Inputs at step 302 can further include data from the preventer ram position and ram hydraulic piston sensors and annular preventer sensors (for example, sensors 182 of FIG. 1B). Specifically, the inputs can include specifically, pipe ram location data 326, shear and/or blind ram location data 328, and annular preventer location data 330. Inputs at step 302 can further include real-time trip tank level (volume) data 332, return flow rate data 334, and active pit level data 336.


The above input data can be monitored and/or processed in real time by the PLC. In some embodiments, all of inputs 310 - 336 are monitored; in some embodiments, only some of the inputs 310-336 are monitored. In some embodiments, all of the inputs 310 are monitored and analyzed continuously and in real-time; in some embodiments, only some of the inputs are monitored continuously and in real-time and others are monitored periodically or intermittently.

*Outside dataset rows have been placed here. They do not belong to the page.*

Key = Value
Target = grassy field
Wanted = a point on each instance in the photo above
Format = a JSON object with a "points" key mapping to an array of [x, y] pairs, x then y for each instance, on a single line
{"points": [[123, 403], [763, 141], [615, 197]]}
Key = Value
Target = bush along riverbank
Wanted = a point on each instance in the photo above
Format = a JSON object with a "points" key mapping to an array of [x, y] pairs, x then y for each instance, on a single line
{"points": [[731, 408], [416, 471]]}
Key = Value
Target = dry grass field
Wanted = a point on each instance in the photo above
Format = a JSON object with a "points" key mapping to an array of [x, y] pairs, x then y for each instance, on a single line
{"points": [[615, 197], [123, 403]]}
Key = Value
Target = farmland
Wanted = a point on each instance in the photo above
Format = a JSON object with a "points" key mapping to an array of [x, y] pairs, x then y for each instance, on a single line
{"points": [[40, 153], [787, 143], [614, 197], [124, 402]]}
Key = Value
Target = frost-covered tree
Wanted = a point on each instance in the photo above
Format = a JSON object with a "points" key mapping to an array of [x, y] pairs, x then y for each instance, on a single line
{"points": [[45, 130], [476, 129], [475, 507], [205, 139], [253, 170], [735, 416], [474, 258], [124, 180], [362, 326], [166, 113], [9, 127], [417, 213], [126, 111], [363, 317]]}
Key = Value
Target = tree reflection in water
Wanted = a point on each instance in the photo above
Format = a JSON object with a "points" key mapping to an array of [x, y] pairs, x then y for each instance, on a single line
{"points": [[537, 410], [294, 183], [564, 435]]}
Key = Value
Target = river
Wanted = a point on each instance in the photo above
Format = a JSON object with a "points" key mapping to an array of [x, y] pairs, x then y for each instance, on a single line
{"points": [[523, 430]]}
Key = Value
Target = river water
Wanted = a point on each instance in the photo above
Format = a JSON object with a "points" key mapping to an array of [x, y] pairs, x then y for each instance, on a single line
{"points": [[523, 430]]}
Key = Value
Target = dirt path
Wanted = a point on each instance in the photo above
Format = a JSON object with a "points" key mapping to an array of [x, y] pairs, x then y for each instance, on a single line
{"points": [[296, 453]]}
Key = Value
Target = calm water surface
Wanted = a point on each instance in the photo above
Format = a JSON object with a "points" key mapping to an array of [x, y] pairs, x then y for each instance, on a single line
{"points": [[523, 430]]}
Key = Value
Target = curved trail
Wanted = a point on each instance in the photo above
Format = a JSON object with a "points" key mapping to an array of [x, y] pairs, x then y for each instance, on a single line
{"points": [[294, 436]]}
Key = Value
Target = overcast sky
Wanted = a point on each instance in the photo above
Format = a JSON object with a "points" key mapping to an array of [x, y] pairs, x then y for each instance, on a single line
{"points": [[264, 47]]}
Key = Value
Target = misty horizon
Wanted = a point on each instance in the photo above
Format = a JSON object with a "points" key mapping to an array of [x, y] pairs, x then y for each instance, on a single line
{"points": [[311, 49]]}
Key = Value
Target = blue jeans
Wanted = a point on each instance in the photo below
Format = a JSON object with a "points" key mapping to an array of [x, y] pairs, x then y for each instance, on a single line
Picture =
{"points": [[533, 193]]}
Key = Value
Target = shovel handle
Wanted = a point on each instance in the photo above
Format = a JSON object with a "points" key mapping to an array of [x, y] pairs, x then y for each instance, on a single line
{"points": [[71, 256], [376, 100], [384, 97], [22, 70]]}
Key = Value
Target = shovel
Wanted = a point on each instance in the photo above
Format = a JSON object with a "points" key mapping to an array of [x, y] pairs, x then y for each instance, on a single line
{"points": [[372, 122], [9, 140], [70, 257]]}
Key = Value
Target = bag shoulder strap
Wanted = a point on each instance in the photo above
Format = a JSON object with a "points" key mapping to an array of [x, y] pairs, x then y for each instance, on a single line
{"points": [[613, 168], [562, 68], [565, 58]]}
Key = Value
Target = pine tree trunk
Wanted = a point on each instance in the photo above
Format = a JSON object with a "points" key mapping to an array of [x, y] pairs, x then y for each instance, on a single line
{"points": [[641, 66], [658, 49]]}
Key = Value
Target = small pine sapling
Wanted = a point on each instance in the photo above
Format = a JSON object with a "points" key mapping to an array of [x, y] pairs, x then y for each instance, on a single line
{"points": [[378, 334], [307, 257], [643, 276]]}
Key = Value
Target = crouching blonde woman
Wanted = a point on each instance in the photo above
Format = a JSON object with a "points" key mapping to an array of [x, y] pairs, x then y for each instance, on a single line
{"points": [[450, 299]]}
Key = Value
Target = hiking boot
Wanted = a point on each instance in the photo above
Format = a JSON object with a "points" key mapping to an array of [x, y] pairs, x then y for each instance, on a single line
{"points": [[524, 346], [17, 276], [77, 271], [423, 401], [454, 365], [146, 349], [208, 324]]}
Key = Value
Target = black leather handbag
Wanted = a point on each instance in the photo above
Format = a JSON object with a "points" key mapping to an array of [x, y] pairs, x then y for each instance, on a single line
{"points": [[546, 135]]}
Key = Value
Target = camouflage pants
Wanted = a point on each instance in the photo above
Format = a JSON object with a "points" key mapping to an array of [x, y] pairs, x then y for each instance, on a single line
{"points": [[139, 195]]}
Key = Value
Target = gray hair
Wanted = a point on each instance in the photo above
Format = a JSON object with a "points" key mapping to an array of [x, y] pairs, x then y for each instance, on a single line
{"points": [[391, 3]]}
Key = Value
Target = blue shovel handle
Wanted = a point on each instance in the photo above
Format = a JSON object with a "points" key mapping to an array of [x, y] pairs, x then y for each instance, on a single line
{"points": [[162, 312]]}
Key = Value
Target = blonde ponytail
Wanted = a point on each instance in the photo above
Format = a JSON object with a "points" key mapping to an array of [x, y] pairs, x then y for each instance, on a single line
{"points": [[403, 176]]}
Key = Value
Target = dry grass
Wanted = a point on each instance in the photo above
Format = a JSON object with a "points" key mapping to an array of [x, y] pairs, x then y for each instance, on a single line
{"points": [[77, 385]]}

Proceeding to step 350, the PLC module determines if one or more of the input signals 310-336. If at step 350 a determination is made that the signal has not been lost, the method proceeds to step 352 wherein a determination is made of whether there is an indication of a well control event. The determination steps 350 and 352 can in some embodiments be made periodically or can be made continuously (for example, while other steps of method 300 are occurring).


The determination of a loss of well control event (such as a blowout) at step 352 can be based on one or more of several factors or measurements. For example, a loss of well control event determination can be made based on an increase of wellhead pressure and/or temperature in drill string 116 and/or in the surrounding annulus exceeding a predetermined threshold (and/or a rate of change above a predetermined threshold). In addition or alternatively, the determination can be made based on a change in specific gravity (SG) of the fluids in drill string 116 and/or in the surrounding annulus or wellbore (for example, when there is no drill string in the hole) as compared to a predetermined threshold or rapid change in the return flow, active pit level or trip tank as compared to a predetermined threshold depending on the drilling or other activity at the time of the incident. Similarly, a rapid loss in weight-on-bit (WOB) or negative WOB can indicate a loss of well control event. These parameters (pressure, temperature, specific gravity, volume, changes in WOB, and others) can be considered together or separately by the PLC in determining a well control event and/or to reduce the risk of loss of well control to as low as reasonably practicable (ALARP).


During tripping operations, in addition to some or all of the above parameters, a loss of well control event at step 352 can be determined based on evaluation of trip tank volume. In some embodiments, the PLC module at step 352 can monitor trip tank volumes and flow rates in real time and compare current flow check data to past flow check “fingerprints” to determine a possible anomaly. Due to the active real-time monitoring of the volume of the trip tank with a calibrated trip level indicator, the PLC module at step 352 can detect changes in trip tank volume which may indicate a “kick” or other well control event. The PLC module can monitor trip tank volume in real time providing a positive indication of, for example, swabbed in kick where the volume of steel displacement is less than what is calculated while pulling out of hole or where the volume displacement is more than the steel displacement whilst tripping in hole. To enable such calculations, an exact bottom hole assembly (BHA) configuration can be entered by the user into the PLC module to be used in the calculations, thus improving trip monitoring accuracy.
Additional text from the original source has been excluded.